Dari menyebut Bitcoin akan “berakhir seperti situs judi online” pada 2013, kini ia justru memimpin perusahaan dengan kepemilikan Bitcoin terbesar di dunia. Transformasi ini bukan hanya soal strategi investasi, tapi juga simbol perubahan cara pandang dunia korporasi terhadap kripto.
Dari Skeptis Jadi Evangelis Bitcoin
Pada 2013, Saylor — CEO MicroStrategy, perusahaan analitik yang ia dirikan sejak 1989 — menyebut Bitcoin sebagai tren sementara. Kala itu, volatilitas tinggi dan minimnya regulasi membuat banyak eksekutif teknologi meragukan masa depan kripto.

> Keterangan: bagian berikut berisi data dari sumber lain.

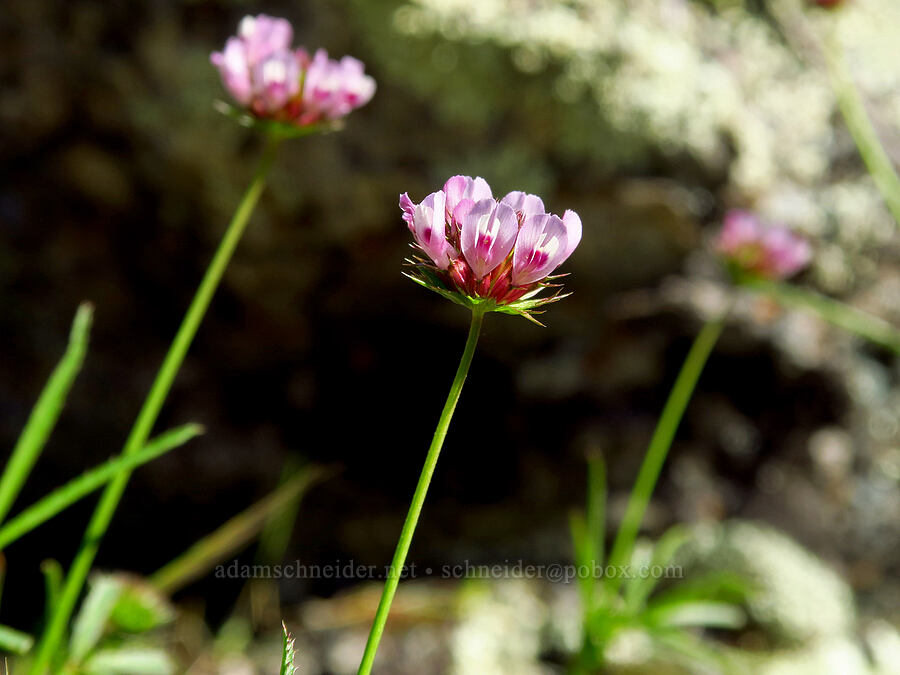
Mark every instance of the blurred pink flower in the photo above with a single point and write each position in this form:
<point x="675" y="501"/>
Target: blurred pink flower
<point x="759" y="249"/>
<point x="272" y="80"/>
<point x="479" y="248"/>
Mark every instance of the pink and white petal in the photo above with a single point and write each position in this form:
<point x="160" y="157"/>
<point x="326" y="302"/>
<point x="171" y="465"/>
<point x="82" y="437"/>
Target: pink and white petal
<point x="409" y="209"/>
<point x="540" y="248"/>
<point x="430" y="229"/>
<point x="572" y="223"/>
<point x="234" y="69"/>
<point x="455" y="189"/>
<point x="528" y="205"/>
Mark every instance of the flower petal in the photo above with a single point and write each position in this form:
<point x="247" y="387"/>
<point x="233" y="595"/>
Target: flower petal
<point x="234" y="68"/>
<point x="572" y="222"/>
<point x="488" y="235"/>
<point x="409" y="210"/>
<point x="465" y="187"/>
<point x="526" y="204"/>
<point x="540" y="248"/>
<point x="430" y="229"/>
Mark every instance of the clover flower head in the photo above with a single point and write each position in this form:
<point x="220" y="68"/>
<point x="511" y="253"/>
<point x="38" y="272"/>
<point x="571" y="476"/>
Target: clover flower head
<point x="483" y="252"/>
<point x="754" y="248"/>
<point x="274" y="82"/>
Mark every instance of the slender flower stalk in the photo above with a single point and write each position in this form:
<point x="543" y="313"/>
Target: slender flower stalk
<point x="415" y="508"/>
<point x="140" y="432"/>
<point x="490" y="256"/>
<point x="660" y="442"/>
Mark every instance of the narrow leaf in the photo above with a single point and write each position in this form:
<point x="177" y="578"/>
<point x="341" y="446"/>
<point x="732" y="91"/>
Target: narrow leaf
<point x="45" y="412"/>
<point x="233" y="535"/>
<point x="840" y="314"/>
<point x="52" y="572"/>
<point x="91" y="620"/>
<point x="287" y="653"/>
<point x="78" y="488"/>
<point x="130" y="661"/>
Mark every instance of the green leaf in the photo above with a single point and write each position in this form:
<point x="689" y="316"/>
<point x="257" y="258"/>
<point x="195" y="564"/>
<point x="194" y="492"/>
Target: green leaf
<point x="129" y="661"/>
<point x="91" y="621"/>
<point x="233" y="535"/>
<point x="717" y="586"/>
<point x="694" y="651"/>
<point x="702" y="614"/>
<point x="14" y="641"/>
<point x="78" y="488"/>
<point x="45" y="412"/>
<point x="639" y="589"/>
<point x="276" y="533"/>
<point x="140" y="607"/>
<point x="287" y="653"/>
<point x="52" y="572"/>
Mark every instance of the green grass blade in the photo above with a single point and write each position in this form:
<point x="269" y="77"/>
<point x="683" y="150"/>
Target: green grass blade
<point x="15" y="641"/>
<point x="129" y="661"/>
<point x="52" y="571"/>
<point x="596" y="508"/>
<point x="276" y="533"/>
<point x="840" y="314"/>
<point x="45" y="412"/>
<point x="287" y="653"/>
<point x="860" y="126"/>
<point x="233" y="535"/>
<point x="659" y="446"/>
<point x="91" y="620"/>
<point x="662" y="555"/>
<point x="78" y="488"/>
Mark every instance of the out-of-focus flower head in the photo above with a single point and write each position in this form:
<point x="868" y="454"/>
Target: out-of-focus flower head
<point x="757" y="249"/>
<point x="497" y="255"/>
<point x="272" y="81"/>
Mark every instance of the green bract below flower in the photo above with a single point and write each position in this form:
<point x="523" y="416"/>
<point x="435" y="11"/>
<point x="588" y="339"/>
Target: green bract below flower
<point x="486" y="254"/>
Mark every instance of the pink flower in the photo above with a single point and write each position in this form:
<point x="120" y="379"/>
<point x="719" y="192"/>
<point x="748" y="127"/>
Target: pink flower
<point x="762" y="250"/>
<point x="263" y="73"/>
<point x="482" y="250"/>
<point x="540" y="248"/>
<point x="429" y="228"/>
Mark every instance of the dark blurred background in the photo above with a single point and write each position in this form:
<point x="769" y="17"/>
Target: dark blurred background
<point x="118" y="178"/>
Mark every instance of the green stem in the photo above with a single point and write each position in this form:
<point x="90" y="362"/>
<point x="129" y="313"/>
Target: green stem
<point x="415" y="508"/>
<point x="143" y="425"/>
<point x="864" y="135"/>
<point x="659" y="446"/>
<point x="45" y="412"/>
<point x="78" y="488"/>
<point x="838" y="313"/>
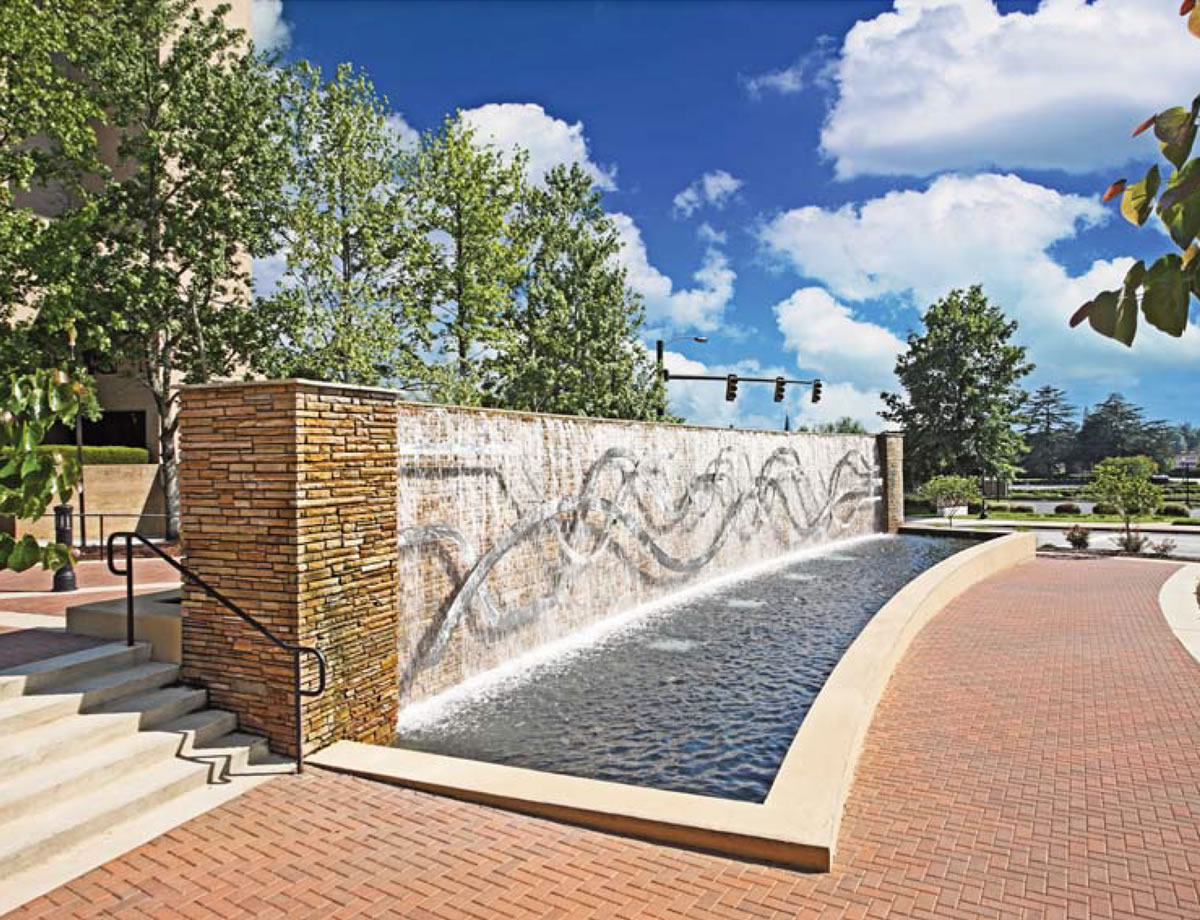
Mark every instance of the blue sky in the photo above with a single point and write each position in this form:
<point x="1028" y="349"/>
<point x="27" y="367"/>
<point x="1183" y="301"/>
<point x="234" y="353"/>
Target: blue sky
<point x="797" y="181"/>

Namun, tujuh tahun kemudian, pandemi COVID-19 menjadi titik balik. Saat bank sentral mencetak triliunan dolar untuk stimulus, Saylor mulai menyadari risiko inflasi terhadap kas perusahaan.
Ia menyebut uang fiat sebagai “es yang perlahan mencair”, dan mulai mencari aset yang lebih tahan terhadap pelemahan nilai mata uang.
Pilihannya jatuh pada Bitcoin — aset dengan suplai tetap 21 juta koin dan jaringan yang terdesentralisasi.
Baca artikel terkait: Michael Saylor Stop Beli Bitcoin, Asetnya Sudah Capai 3% Dunia!
MicroStrategy Mulai Masuk Bitcoin (2020)
Pada Agustus 2020, MicroStrategy resmi membeli 21.454 BTC senilai $250 juta, langkah berani yang langsung mengguncang pasar keuangan global. Dalam beberapa bulan berikutnya, pembelian terus berlanjut hingga total 70.470 BTC di tahun yang sama.
Saylor menjelaskan langkah itu sebagai “strategi lindung nilai terhadap inflasi”, dan menyebut Bitcoin sebagai store of value terbaik di era digital.